TL;DR. Nine rules govern whether AI engines cite a page. They are not ranked by importance. They are jointly necessary: a page that fails any one of them is functionally invisible even if it passes the other eight. Use the table below as a pre-publish checklist.
The 9 rules
| # | Rule | What it demands | Where to learn |
|---|---|---|---|
| 1 | BLUF | 40–80 word direct answer in the first paragraph | Lesson 5.3 |
| 2 | Question-format headers | H2s phrased as the reader's actual question | Lesson 5.7 |
| 3 | Semantic HTML hierarchy | One H1, H2s, H3s, no skipped levels | Lesson 5.7 + Module 4.5 |
| 4 | Justification attributes | Pros/cons, comparison tables, "best for X" claims (see Sentiment tab) | Lesson 5.4 |
| 5 | Evidence and data | Named stats, dates, analyst sources, quantified claims | Lesson 5.6 |
| 6 | E-E-A-T signals | Named authors with credentials, bylines, review dates | Lesson 5.8 |
| 7 | JSON-LD schema | Article, FAQPage, HowTo, Organization, Product | Module 4.4 |
| 8 | Chunkability | 50–120 word self-contained paragraphs | Module 4.6 |
| 9 | Freshness signals | "Last updated" line, recent stats, dateModified schema | Lesson 5.5 |
The two rules that live in Module 4
Rules 7 (JSON-LD) and 8 (chunkability) are technical implementation. Module 4 covers them as SEO gaps because the diagnostic is structural, not editorial. Rule 3 (semantic hierarchy) sits in both modules: the technical diagnosis is in Module 4.5; the writing craft of question-format headers is in lesson 5.7.
The pre-publish checklist
Before you hit publish on any page meant to answer a target prompt, run this:
- First paragraph is a 40–80 word direct answer to the target prompt (Rule 1)
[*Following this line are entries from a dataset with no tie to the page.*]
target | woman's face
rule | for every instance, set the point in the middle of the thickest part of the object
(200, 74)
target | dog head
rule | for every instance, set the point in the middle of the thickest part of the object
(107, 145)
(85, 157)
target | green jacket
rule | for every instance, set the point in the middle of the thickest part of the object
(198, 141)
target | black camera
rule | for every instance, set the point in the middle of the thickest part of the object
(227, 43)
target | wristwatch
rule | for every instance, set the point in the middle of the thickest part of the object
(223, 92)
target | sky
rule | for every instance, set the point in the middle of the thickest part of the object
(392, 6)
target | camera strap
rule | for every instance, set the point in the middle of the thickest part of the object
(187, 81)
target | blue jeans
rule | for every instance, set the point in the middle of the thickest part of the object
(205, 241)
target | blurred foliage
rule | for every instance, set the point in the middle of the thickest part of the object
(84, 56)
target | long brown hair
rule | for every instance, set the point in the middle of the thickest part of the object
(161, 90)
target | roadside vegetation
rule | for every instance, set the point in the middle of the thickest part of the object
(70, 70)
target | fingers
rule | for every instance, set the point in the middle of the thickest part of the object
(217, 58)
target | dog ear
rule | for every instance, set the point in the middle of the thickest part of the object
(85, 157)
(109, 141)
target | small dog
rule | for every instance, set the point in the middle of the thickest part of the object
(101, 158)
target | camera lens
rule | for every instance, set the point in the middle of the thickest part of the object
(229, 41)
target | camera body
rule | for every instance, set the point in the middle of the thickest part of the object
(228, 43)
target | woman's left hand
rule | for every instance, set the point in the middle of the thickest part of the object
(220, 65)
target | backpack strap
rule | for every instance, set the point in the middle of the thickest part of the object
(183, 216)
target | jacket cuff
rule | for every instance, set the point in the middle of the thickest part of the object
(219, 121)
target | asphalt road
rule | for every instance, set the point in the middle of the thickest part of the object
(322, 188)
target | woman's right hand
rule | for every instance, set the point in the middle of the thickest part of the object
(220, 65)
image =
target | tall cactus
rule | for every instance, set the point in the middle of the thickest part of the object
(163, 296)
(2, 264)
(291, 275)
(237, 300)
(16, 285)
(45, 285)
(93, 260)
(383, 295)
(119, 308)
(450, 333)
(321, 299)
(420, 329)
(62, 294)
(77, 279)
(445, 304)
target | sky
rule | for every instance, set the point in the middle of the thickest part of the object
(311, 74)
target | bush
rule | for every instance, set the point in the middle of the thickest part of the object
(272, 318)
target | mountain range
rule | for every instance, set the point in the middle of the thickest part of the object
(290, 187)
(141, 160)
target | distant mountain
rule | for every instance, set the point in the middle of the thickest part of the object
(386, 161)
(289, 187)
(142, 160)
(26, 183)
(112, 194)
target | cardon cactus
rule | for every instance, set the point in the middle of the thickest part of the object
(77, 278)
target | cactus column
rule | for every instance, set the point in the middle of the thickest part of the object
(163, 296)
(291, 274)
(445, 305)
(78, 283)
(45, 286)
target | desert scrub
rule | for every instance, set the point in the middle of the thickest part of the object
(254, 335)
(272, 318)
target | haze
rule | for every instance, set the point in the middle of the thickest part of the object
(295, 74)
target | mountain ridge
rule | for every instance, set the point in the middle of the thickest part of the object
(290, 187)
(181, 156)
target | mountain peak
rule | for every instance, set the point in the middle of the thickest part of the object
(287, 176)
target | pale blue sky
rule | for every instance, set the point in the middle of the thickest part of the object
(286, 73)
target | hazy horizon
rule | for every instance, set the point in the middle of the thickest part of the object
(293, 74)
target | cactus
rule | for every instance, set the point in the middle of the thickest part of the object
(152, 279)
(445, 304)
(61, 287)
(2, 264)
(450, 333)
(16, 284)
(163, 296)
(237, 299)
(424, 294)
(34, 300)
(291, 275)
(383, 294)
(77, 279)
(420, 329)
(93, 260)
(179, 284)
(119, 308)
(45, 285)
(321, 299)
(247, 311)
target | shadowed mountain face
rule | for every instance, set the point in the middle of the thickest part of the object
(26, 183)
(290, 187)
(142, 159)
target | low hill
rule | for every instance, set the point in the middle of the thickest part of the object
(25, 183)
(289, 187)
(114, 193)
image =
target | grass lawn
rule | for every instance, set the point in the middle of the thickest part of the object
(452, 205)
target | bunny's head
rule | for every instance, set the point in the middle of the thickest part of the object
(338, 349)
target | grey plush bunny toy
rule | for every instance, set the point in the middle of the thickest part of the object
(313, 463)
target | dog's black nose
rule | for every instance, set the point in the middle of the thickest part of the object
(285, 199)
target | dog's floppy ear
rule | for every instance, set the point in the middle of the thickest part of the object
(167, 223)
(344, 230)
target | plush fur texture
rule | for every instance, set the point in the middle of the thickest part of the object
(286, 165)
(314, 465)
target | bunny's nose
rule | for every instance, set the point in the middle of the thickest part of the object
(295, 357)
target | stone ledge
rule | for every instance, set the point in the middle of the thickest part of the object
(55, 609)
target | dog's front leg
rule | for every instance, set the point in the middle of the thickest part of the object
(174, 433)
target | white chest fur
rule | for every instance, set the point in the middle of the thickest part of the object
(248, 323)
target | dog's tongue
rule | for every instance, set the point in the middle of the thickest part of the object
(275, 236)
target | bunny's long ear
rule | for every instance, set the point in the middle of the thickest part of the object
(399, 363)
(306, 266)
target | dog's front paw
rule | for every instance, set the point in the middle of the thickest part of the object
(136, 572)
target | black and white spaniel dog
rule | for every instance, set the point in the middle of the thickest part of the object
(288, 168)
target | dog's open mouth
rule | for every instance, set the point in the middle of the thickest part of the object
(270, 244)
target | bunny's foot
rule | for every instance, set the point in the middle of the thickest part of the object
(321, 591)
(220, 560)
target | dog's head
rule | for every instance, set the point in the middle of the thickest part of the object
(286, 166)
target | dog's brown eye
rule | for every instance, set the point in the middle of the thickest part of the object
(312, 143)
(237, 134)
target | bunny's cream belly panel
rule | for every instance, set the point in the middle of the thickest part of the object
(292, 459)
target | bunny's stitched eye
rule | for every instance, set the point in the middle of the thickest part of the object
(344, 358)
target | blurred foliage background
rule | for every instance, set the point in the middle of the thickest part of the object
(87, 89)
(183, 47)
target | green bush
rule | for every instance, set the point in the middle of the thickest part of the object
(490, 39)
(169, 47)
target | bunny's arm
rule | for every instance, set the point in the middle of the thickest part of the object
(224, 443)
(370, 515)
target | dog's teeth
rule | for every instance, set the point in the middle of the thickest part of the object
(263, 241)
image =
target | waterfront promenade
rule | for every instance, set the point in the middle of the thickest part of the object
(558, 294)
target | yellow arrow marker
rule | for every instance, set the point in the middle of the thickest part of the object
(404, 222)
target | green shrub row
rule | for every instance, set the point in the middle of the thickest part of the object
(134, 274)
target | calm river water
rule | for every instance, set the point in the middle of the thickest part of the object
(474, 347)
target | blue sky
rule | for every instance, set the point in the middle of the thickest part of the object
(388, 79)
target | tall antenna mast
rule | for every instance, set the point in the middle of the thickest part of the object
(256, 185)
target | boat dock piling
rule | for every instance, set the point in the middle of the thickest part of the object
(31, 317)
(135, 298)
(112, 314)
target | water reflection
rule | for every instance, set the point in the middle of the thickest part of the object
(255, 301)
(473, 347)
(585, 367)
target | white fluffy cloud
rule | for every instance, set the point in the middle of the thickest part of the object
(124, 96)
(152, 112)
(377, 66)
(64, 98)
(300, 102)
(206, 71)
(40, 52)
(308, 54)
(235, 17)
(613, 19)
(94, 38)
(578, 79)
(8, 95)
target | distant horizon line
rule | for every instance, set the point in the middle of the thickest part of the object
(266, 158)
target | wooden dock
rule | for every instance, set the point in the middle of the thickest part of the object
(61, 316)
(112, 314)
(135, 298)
- Every H2 is phrased as a question (Rule 2)
- One H1, H2s, H3s, no skipped levels (Rule 3)
- Page contains at least one pros/cons list or comparison table (Rule 4)
- Every major claim has a named stat or source (Rule 5)
- Author is named with credentials, page has a review date (Rule 6)
- JSON-LD schema is valid in Google Rich Results Test (Rule 7)
- Every paragraph is 50–120 words and stands alone (Rule 8)
- Visible "Last updated: [Month Year]" line on the page (Rule 9)
Any "no" is a rewrite.
Why all 9 are jointly necessary
A page can rank on Google with 4 of 9 rules passing. It cannot get cited on ChatGPT with 8 of 9. AI engines do not weight rules; they gate on them. Miss one and the chunk gets deprioritized.
The exception: brand pages (homepage, About, product) often lean hardest on rules 4, 5, 6, 7. Blog content leans hardest on 1, 2, 8, 9. But the 9-rule minimum still applies everywhere.
Do this now:
Copy the pre-publish checklist into your team's CMS template or Notion. Require it on every page meant to answer a prompt you track. No checklist, no publish.